Penyerahan berlangsung di Kantor Gubernur Papua, Dok II Jayapura, Senin (23/2/2026), turut dihadiri Wakil Gubernur Aryoko Rumaropen, Penjabat Sekda Christian Sohilait, para asisten Sekda, kepala OPD, serta tamu undangan lainnya.
Plt Kepala Biro Tata Pemerintahan dan Kesejahteraan Rakyat Papua, Herman Ick dalam laporannya menyampaikan bahwa total dana hibah yang bersumber dari DPA Biro Tata Pemerintahan dan Kesejahteraan Rakyat Tahun 2026 sebesar Rp5.750.000.000.
Adapun rincian bantuan tersebut meliputi, Pembangunan Gedung Klasis GKI Kota Jayapura: Rp 2 miliar, Persekutuan Gereja-Gereja di Indonesia (PGGI) Rp 500 juta, Haji Papua Rp 500 juta, pembangunan gereja GPDI Alfa Omega Hamadi Jayapura Rp 250 juta, Lembaga Pendidikan Keagamaan Adven Rp 500 juta, Lembaga Pendidikan Keagamaan Yapis Papua Rp 500 juta, Lembaga Pendidikan YPK Rp 500 juta, Lembaga Pendidikan YPPK: Rp 500 juta, Lembaga Pendidikan Keagamaan YPGI Rp500 juta.
Gubernur Matius Fakhiri alam sambutannya, menegaskan komitmen pemerintah dalam mendukung lembaga keagamaan dan pendidikan sebagai mitra strategis pembangunan di Tanah Papua.
“Sekolah-sekolah perintis berperan penting dalam mencetak generasi Papua yang cerdas dan kreatif.

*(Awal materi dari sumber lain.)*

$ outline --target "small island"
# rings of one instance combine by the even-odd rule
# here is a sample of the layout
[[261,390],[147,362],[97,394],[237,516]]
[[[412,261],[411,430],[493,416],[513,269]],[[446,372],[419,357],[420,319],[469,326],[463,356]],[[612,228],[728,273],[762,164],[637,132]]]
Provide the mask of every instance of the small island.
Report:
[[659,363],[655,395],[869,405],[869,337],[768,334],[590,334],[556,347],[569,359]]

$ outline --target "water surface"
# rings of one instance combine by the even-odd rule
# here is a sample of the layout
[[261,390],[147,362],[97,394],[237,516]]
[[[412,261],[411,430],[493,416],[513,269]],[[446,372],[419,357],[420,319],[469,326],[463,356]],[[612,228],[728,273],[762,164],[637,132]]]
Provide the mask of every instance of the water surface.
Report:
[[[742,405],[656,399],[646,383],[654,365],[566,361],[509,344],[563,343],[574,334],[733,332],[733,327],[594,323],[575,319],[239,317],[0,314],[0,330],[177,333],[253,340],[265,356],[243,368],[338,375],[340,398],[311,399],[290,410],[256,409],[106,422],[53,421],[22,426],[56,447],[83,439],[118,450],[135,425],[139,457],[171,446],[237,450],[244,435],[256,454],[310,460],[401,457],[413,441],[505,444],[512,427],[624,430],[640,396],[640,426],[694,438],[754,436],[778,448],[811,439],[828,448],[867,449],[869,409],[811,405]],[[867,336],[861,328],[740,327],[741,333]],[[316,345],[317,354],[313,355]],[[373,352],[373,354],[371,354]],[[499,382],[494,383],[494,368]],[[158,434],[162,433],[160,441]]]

Pemerintah berharap lembaga keagamaan dapat berfungsi optimal dalam menjaga harmoni sosial dan memperkuat persatuan di Papua,” ujarnya.

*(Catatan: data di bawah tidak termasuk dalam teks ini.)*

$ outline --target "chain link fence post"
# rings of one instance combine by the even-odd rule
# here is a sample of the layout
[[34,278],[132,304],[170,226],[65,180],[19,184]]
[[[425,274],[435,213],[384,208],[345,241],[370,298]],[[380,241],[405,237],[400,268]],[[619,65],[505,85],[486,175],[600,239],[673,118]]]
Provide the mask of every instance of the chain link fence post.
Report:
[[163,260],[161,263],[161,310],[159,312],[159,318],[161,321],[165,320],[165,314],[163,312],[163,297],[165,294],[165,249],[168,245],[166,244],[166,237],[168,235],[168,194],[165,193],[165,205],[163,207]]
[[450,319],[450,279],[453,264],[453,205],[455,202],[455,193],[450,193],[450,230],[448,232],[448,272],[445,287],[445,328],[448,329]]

Ia menekankan bahwa dana hibah yang diterima ini harus dikelola secara transparan, akuntabel, tepat sasaran, serta sesuai dengan peraturan perundang-undangan yang berlaku.
Menurut Gubernur, transformasi menuju “Papua Cerah” tidak dapat diwujudkan oleh pemerintah semata, melainkan membutuhkan kolaborasi sinergis antara pemerintah, lembaga keagamaan, lembaga pendidikan, dunia usaha, dan seluruh elemen masyarakat.

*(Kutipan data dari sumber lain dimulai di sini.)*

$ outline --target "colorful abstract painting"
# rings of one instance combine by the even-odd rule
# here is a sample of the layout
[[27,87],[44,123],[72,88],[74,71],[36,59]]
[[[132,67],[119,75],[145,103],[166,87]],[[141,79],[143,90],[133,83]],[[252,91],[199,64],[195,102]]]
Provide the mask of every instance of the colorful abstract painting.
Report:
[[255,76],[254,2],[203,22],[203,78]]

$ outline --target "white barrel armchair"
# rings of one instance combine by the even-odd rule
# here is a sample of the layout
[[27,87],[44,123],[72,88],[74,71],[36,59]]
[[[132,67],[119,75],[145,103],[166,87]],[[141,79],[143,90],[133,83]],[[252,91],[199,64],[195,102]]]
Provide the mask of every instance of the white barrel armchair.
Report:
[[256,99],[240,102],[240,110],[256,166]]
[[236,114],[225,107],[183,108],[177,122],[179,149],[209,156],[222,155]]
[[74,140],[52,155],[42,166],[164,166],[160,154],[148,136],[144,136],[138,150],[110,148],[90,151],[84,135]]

Oleh karena itu, kata Fakhiri, pemerintah perlu dukunha dan semangat gotong royong dari semua pihak untuk dapat mewujudkan Papua yang damai, sejahtera, dan berkeadilan. “Papua Cerah bukan sekadar cita-cita, tetapi masa depan yang sedang kita bangun bersama,” tegasnya.
Pada kesempatan tersebut, Gubernur Fakhiri juga menambahkan bahwa khusus pembangunan Kantor Klasis GKI Port Numbay, sejak tahun 2024 Pemerintah Provinsi Papua telah mengalokasikan bantuan sebesar Rp 4 miliar. Dengan tambahan Rp 2 miliar pada tahun 2026 ini, total bantuan pemerintah untuk pembangunan Kantor Klasis GKI Port Numbay Kota Jayapura mencapai Rp 6 miliar.
“Bantuan dana hibah ini diharapkan semakin memperkuat peran lembaga keagamaan dan pendidikan dalam meningkatkan kualitas pelayanan sosial dan pendidikan bagi masyarakat Papua.” harapnya.